Car Dieu a tant aimé le monde qu'il a donné son Fils, son Unique, pour que tout homme qui croit en lui ne périsse pas mais ait la Vie éternelle.
Car Dieu n'a pas envoyé son Fils dans le monde pour juger le monde mais pour que le monde soit sauvé par lui.
Qui croit en lui n'est pas jugé ; qui ne croit pas est déjà jugé parce qu'il n'a pas cru au nom du Fils unique de Dieu »
Mystérieusement, le Souffle de Dieu jaillira à partir de Jésus lorsqu'il sera dressé sur une croix au Golgotha. Là où les hommes ne verront que l'exécution d'un condamné, là où beaucoup se dresseront contre un Dieu qui n'est pas intervenu pour sauver un juste -donc qui est impuissant ou pervers-, le croyant, lui, contemplera en Jésus crucifié la Manifestation paradoxale de l'Amour infini de Dieu. Il se dira : Dieu nous a aimés à ce point qu'il a exaucé la prière de Jésus, son Fils, qui lui demandait miséricorde pour les hommes capables d'un tel forfait.

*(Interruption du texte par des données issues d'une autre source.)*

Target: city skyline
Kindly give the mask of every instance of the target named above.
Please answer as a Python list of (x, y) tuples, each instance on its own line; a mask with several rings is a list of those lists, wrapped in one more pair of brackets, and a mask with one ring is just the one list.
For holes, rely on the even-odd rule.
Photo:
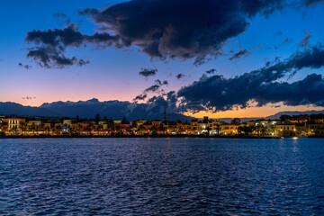
[[(213, 118), (324, 110), (322, 1), (184, 2), (165, 1), (161, 13), (171, 13), (166, 17), (144, 9), (133, 14), (143, 5), (154, 12), (160, 1), (2, 3), (0, 26), (6, 31), (0, 36), (4, 93), (0, 101), (40, 106), (145, 96), (138, 103), (159, 104), (164, 98), (169, 112), (194, 109), (197, 112), (184, 113), (199, 118), (212, 109), (217, 112), (208, 115)], [(215, 14), (202, 15), (206, 8)], [(117, 22), (128, 16), (137, 24)], [(130, 32), (134, 26), (138, 35)], [(54, 32), (59, 36), (52, 40)], [(100, 39), (105, 40), (95, 35), (106, 36)], [(158, 52), (149, 50), (152, 40), (158, 42)], [(181, 102), (185, 104), (178, 106)]]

Lorsque l'homme croit que Jésus n'est pas un imposteur condamné par ses juges, ni même un martyr victime de la haine, mais qu'il est le FILS DE DIEU offrant sa vie par amour, lorsqu'il s'expose au Souffle de cet homme, alors se produit le miracle : il renaît.

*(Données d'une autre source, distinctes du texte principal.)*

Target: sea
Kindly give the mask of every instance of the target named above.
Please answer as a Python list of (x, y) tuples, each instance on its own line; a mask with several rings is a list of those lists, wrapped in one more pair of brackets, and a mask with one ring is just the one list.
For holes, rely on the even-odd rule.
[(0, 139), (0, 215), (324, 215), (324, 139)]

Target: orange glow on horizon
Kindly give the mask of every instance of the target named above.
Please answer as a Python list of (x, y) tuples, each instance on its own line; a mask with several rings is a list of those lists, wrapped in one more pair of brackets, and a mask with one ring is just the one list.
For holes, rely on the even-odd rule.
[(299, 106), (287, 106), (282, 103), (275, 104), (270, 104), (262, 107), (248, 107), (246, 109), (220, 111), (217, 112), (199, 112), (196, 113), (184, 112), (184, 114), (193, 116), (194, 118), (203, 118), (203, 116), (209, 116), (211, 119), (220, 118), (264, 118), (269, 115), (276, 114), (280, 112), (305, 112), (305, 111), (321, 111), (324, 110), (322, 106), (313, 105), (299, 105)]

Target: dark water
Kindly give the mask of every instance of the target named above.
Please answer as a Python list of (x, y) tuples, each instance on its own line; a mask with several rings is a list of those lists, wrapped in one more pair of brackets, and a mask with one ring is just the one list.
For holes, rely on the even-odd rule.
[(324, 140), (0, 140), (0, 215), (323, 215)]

Ce qu'il n'a pu réaliser par ses efforts, ses réalisations, sa volonté, lui est donné. Certes « sa chair » reste ce qu'elle - fragile, pécheresse, mortelle - mais le Souffle de Dieu chasse ses fautes et il reçoit la VIE DIVINE, la VIE ETERNELLE.
Alors il échappe au jugement que lui méritait ses défaillances, il n'est plus prisonnier de la culpabilité Il n'est ni changé, ni amélioré : il est RE-NÉ.
La Croix est donc la révélation, l'épiphanie du vrai Dieu, de Celui devant lequel nous nous prosternons aujourd'hui, au terme du chemin pascal, Celui que les Pères ont tenté de nommer : TRI-UNITÉ, TRINITÉ, TROIS-EN-UN.
Dieu est le PERE de Jésus. Celui-ci est son FILS, son Unique, qui était toujours avec Lui. Offrant sa vie par amour, il communique le souffle de l'ESPRIT à quiconque accepte de le regarder et de le confesser.
Père, Fils, Esprit : ils sont UN. Dieu n'est pas une entité solitaire, monolithique, immuable, impassible. Il est, en soi, AMOUR. Il est « RELATIONS ».
Et la foi chrétienne est une merveille puisque qu'elle n'est rien moins que la renaissance de l'être humain, la communion de l'homme-chair avec son Dieu devenu son PERE.